Yolda hafif laubali bir genç, önümdeki beyaz cübbeli sakallı dede tayfasına "nereye gidiyonuz dedeee" diye sorunca dedemiz "Bayrama gidiyoruz bayrama" diye cevap verdi. hala daha bunu anımsar gülümserim. her anımsadığımda da gülümseyeceğim.
Bu arada inanılmaz sıcaktı ama yine olsa yine giderim bu sefer yanıma şemsiye alarak tabii... Ayrıca tramvayı kapatıp bizi Aksaray'dan Ayasofya'ya kadar yürütenlere de birkaç çift laf etmek isterdim.
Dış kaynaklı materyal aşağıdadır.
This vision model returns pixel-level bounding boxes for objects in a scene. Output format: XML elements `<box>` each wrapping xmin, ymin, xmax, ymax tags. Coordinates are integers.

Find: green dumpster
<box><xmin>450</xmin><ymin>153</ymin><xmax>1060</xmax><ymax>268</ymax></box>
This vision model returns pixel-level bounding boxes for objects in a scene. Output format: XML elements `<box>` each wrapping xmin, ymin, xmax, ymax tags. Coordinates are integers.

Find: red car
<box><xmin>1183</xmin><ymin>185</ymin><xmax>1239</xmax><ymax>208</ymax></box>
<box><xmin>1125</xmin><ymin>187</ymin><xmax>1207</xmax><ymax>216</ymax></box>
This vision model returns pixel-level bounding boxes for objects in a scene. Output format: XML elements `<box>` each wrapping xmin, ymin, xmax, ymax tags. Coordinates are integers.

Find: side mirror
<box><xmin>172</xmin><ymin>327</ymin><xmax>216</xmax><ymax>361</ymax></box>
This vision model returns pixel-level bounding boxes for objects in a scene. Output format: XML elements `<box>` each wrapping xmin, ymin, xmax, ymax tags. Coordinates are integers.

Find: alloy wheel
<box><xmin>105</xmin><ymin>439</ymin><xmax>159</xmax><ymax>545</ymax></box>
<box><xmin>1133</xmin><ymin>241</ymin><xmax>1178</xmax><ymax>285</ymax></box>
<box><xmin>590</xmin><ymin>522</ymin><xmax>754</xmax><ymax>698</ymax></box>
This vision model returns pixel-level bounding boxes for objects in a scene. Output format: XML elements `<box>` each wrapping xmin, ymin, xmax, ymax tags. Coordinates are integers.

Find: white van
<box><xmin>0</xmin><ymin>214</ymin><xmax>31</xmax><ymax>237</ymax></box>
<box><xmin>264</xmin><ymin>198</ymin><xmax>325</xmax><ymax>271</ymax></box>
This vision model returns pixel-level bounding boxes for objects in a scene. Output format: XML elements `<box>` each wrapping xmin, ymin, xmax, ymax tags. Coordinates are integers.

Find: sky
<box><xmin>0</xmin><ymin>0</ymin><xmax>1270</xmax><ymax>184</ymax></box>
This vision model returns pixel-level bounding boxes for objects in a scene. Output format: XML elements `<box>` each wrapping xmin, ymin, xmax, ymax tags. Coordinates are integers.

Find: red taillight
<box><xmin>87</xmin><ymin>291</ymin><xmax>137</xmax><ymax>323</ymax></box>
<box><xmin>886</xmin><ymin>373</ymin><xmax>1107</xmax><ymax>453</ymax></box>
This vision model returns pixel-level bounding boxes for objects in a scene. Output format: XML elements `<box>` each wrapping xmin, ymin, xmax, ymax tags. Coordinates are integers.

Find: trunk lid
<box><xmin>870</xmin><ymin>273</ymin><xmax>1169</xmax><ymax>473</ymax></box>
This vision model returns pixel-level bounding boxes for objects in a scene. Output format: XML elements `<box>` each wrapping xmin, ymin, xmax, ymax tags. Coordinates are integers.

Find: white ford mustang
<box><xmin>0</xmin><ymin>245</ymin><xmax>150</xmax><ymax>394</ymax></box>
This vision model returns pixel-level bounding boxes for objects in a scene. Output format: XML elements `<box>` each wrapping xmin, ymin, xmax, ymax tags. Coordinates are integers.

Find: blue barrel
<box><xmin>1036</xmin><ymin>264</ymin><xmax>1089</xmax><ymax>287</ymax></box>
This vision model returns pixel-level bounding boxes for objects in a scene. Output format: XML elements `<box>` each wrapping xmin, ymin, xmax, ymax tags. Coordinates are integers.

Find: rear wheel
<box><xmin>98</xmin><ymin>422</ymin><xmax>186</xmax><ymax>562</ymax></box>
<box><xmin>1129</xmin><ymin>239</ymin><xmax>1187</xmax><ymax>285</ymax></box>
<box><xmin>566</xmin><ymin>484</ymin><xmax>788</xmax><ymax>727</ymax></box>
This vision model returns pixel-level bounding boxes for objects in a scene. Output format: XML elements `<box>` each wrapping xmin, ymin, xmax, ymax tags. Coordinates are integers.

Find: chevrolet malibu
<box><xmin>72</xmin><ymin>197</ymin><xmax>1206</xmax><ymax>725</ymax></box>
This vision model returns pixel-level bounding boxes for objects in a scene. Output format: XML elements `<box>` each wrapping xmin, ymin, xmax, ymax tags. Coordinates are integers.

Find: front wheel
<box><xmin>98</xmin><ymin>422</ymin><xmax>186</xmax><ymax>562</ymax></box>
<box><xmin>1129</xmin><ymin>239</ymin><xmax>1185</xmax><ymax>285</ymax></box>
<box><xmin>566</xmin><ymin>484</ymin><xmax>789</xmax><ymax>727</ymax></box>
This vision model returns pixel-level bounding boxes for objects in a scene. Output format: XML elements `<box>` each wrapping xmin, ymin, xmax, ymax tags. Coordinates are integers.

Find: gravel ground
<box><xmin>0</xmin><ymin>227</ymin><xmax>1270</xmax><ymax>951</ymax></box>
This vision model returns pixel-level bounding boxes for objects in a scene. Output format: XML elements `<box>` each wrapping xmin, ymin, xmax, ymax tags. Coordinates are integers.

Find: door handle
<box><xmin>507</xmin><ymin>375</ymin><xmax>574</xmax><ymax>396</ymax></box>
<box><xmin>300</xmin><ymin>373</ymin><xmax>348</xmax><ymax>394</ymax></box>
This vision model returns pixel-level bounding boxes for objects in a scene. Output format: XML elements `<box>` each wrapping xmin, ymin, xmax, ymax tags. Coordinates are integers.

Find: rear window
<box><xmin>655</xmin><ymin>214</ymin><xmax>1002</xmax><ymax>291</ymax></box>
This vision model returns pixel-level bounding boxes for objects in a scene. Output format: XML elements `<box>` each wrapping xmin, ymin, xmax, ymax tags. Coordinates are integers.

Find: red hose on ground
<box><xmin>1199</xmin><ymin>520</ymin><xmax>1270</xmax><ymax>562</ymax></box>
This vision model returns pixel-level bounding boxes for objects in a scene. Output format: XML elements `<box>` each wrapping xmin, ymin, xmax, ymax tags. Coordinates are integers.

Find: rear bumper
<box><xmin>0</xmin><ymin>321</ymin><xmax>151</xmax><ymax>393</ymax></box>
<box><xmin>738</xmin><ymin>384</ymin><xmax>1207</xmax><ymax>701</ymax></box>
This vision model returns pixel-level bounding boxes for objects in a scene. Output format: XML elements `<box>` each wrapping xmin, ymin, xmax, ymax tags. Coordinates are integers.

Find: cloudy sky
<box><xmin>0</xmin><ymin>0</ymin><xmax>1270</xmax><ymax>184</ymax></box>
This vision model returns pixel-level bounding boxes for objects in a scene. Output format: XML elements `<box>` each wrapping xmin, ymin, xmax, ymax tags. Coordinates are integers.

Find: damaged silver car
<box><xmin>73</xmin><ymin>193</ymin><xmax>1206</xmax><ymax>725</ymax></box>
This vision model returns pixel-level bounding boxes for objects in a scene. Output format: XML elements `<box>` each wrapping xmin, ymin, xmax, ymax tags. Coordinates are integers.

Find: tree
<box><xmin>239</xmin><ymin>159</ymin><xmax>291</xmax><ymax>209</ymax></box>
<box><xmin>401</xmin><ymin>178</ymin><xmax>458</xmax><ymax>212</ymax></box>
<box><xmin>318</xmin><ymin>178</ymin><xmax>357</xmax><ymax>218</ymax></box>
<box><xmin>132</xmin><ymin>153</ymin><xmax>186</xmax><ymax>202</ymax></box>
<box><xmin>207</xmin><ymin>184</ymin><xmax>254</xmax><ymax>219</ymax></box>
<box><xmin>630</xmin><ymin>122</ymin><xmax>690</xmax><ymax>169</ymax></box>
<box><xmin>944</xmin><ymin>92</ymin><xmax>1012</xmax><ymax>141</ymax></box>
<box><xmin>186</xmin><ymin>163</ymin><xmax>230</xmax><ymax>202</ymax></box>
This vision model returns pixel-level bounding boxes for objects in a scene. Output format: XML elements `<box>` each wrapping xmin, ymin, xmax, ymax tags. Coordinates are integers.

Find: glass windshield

fatih'in torunlarını sevindiren, bizans'ın torunlarını üzen eylemdir. bazı arkadaşlar türlü sebeplerden dolayı oy kaybedeceğini düşündükleri tayyip'in oy uğruna yaptığını söylüyorlar ama kaçırdıkları nokta var. oy verenler, zaten bunları yapsın diye oy verdi. başörtüsü yasağını kaldırsın diye, ayasofya'yı açsın diye, kuran kursları jandarmalar tarafından gece yarısı basılıp kapatılmasın diye, robokoplar üniversite sınıflarına ansızın dalıp başörtüsü takan kızlar okuldan yaka paça dışarı atılmasın diye..
Çok şükür bugünleri de gördük. Ama ya 2005’lerde falan açılsaydı. Cemaat Fethullah Gülen’in arkasında kılacaktı cuma namazını. Allah nice namazlar eda etmeyi nasip etsin.
Tv'den takip ediyorum sosyal mesafe falan kalmamış orada. A haber yüzbinlerce insan olduğunu söylüyor. Açıkça yalan söylüyorlar bu zaten bildiğimiz bir şey ama işin ironisi şu; o kadar insan varsa bununla nasıl övünebiliyorsun? Kaç kişi oradan hasta olarak çıkar haberin var mı?
işinize gelince sosyal mesafe dersiniz, yok efendim telefondan bayramlaşın, aman efendim okullar açılmasın. sağlık bakanının ve cümle doktorların bunlara sesi çıkmıyor hiç. o zaman biz de yüz yüze, hakkını vererek bayramlaşacağız, okullarımıza da gideceğiz.
bu arada allah kabul etsin, umarım azize meryem'in ikonlarına zarar vermeden dağılırsınız.